NFL coaches, referees and officials began two days of meetings Tuesday on safety-related rules, vowing not to eliminate kickoffs but examine ways to make the most dangerous play much safer.

Troy Vincent, NFL executive vice president of football operations, said changes in recent years, such as moving the kick line to produce more touchbacks, have helped.

But Vincent worries about the number of hard hits produced even on touchbacks from players making high-speed contact with one another as they block for kick returners or try to make tackles.

"We've got to get that out of the game," Vincent said.

The meetings, which will include former NFL players, are the latest to address the issue of kickoffs and touchbacks, where the ball is downed in the end zone or kicked beyond it and teams begin scrimmage plays from their 25-yard line.

In 2011, the NFL advanced kickoff spots from a team's 30-yard line to the 35 and also allowed coverage teams only a five-yard running start.

Two years ago, the NFL improved the field position teams received from a touchback from the 20 to the 25, providing greater motivation not to attempt a runback.

Since 2015, there has been a slight drop in the number of NFL kickoff returns, from 1,081 in a season to 1,036, or from just over one-third of the time per team to just under that level in 2017.

Green Bay Packers president Mark Murphy, a member of the NFL competition committee, said in March that rulemakers would eliminate kickoffs if no way was found to make them safer.

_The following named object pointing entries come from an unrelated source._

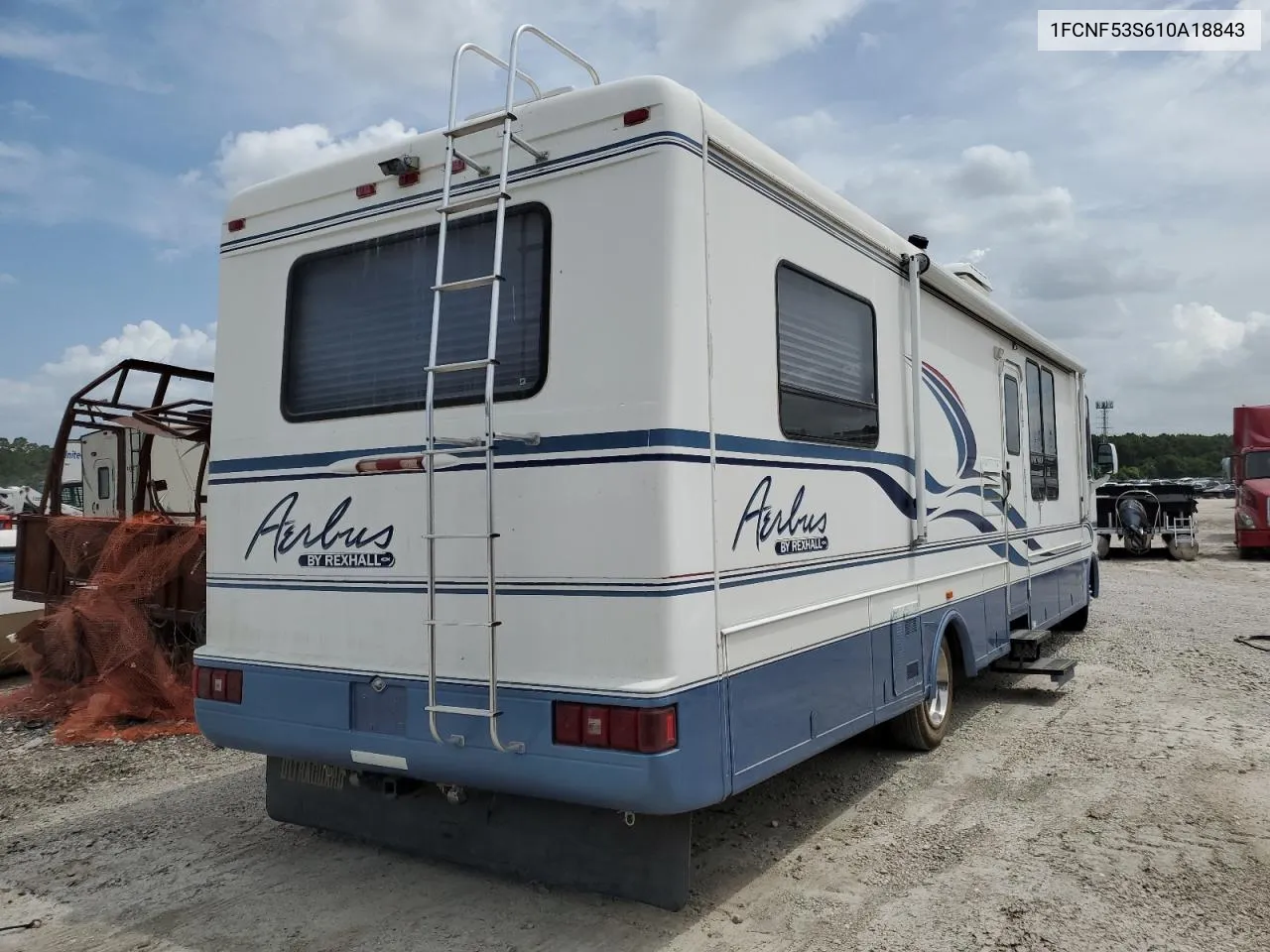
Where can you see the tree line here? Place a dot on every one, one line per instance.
(23, 463)
(1170, 454)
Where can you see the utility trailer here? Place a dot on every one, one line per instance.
(141, 453)
(765, 476)
(1135, 513)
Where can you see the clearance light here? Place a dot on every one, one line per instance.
(218, 684)
(642, 730)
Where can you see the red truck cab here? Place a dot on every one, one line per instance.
(1250, 468)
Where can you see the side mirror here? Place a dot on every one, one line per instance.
(1107, 460)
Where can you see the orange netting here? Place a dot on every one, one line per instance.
(100, 667)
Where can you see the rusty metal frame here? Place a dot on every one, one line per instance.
(187, 419)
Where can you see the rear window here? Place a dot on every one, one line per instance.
(359, 320)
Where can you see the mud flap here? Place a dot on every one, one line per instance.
(558, 844)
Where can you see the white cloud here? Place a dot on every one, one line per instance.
(1206, 340)
(148, 340)
(35, 405)
(992, 171)
(249, 158)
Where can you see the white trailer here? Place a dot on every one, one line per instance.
(691, 555)
(172, 480)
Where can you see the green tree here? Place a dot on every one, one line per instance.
(23, 463)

Vincent indicated that among the ideas would be allowing only one-on-one blocking on kickoffs, ending two-on-one situations that remain an issue.

The league wants to have a proposal for owners at their meeting later in May with an eye to making a change in time for the 2018 campaign.

This week's two-day session will also explore a new rule banning players from lowering their heads to initiate contact with the helmet. The rule includes all areas of the helmet and to all areas of an opponent's body not just his helmet.

Referees figure to have the trickiest time with the regulation since many of the situations will involve interior linemen blocking or trying to attack the quarterback.

Last season, the NFL said a record 291 concussions were suffered by players with 46 percent of those resulting from helmet-to-helmet contact.